Monique Hinchcliff, MD, MS
Northwestern University
Feinberg School of Medicine

New Project Summary:

Systemic sclerosis (SSc) is a clinically diverse autoimmune disease of unknown etiology with chronic course and significant mortality. Patients are classified into limited or diffuse cutaneous subsets based on the extent of skin involvement; however, the course of SSc varies widely. Some patients in either clinical subset have indolent disease while others experience rapid decline and death.
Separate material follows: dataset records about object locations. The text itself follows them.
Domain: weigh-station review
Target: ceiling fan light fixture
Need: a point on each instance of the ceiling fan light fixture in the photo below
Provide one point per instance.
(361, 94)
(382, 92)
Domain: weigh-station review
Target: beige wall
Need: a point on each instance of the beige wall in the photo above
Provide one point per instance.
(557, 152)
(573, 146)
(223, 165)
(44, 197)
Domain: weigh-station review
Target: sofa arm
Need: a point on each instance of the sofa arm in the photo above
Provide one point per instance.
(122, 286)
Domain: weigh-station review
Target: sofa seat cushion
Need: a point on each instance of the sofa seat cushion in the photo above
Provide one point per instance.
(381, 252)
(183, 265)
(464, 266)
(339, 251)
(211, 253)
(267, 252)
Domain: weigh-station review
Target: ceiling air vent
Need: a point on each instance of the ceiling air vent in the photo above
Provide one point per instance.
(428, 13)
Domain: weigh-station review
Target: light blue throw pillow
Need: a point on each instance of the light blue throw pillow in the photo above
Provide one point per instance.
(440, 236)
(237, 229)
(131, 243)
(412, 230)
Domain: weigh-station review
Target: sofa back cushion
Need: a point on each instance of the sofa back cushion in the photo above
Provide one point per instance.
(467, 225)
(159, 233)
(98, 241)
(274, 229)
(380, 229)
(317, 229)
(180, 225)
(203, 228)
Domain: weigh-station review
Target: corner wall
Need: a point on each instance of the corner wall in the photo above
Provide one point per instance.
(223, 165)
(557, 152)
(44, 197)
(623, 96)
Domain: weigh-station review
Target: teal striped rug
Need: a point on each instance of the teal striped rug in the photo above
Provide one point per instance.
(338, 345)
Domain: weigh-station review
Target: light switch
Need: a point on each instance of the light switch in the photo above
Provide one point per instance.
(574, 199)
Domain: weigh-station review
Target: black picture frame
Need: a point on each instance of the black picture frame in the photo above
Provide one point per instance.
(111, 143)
Clinical (sex, tempo of skin and internal organ disease progression, race) and laboratory information (presence of autoantibodies, anemia, high brain natriuretic peptide) are currently used to predict which patients are at risk for developing severe disease, but no reliable biomarker has been identified to date. A novel pathomechanism-based classification method utilizing biopsy samples of affected skin developed by SRF-investigator Dr. Michael Whitfield and his collaborators separates patients into smaller intrinsic subsets based on their gene-expression signatures. Dr. Hinchcliff is collaborating with the Whitfield lab to determine whether patients in the different intrinsic subsets will have different patterns of skin and internal organ disease and they are performing cross-sectional analyses to determine the clinical phenotype associated with each of the intrinsic subsets. Future longitudinal studies will determine if intrinsic subset analyses can predict disease course.

Research Update:

Currently, 33 patients with scleroderma have been enrolled and have given serial skin biopsies for gene expression analysis. Ninety-seven percent of participants are female, and the mean age is 50 years old, with a range from 18 years old to 68 years old. Seventy-six percent are White, 12% are Black, 6% are Hispanic, 3% are Asian and 3% are American Indian and White. Sixty-seven percent of patients have diffuse cutaneous systemic sclerosis (dcSSc), 30% have limited cutaneous systemic sclerosis and 3% have diffuse morphea. Sixty-seven percent of patients report disease duration of less than two years (first non-Raynauds symptom less than two years from the time of biopsy).  For all participants, detailed clinical data including modified Rodnan skin score, echocardiogram, pulmonary function test, computed tomography of the chest, autoantibody and laboratory data (including CPK, creatinine and hemoglobin) are collected. Additionally, a battery of new and legacy patient-reported outcome instruments is administered on an annual basis. Cross-sectional analyses are being performed to determine whether clinical phenotypes associate with each of the intrinsic subsets identified by microarray.

What this project means for people with scleroderma:

There are no reliable biomarkers that can predict which patients will develop progressive skin and lung disease that warrants aggressive treatment and which patients have mild disease that is unlikely to progress. These studies will determine if identification of intrinsic subset in skin gives additional SSc prognostic information.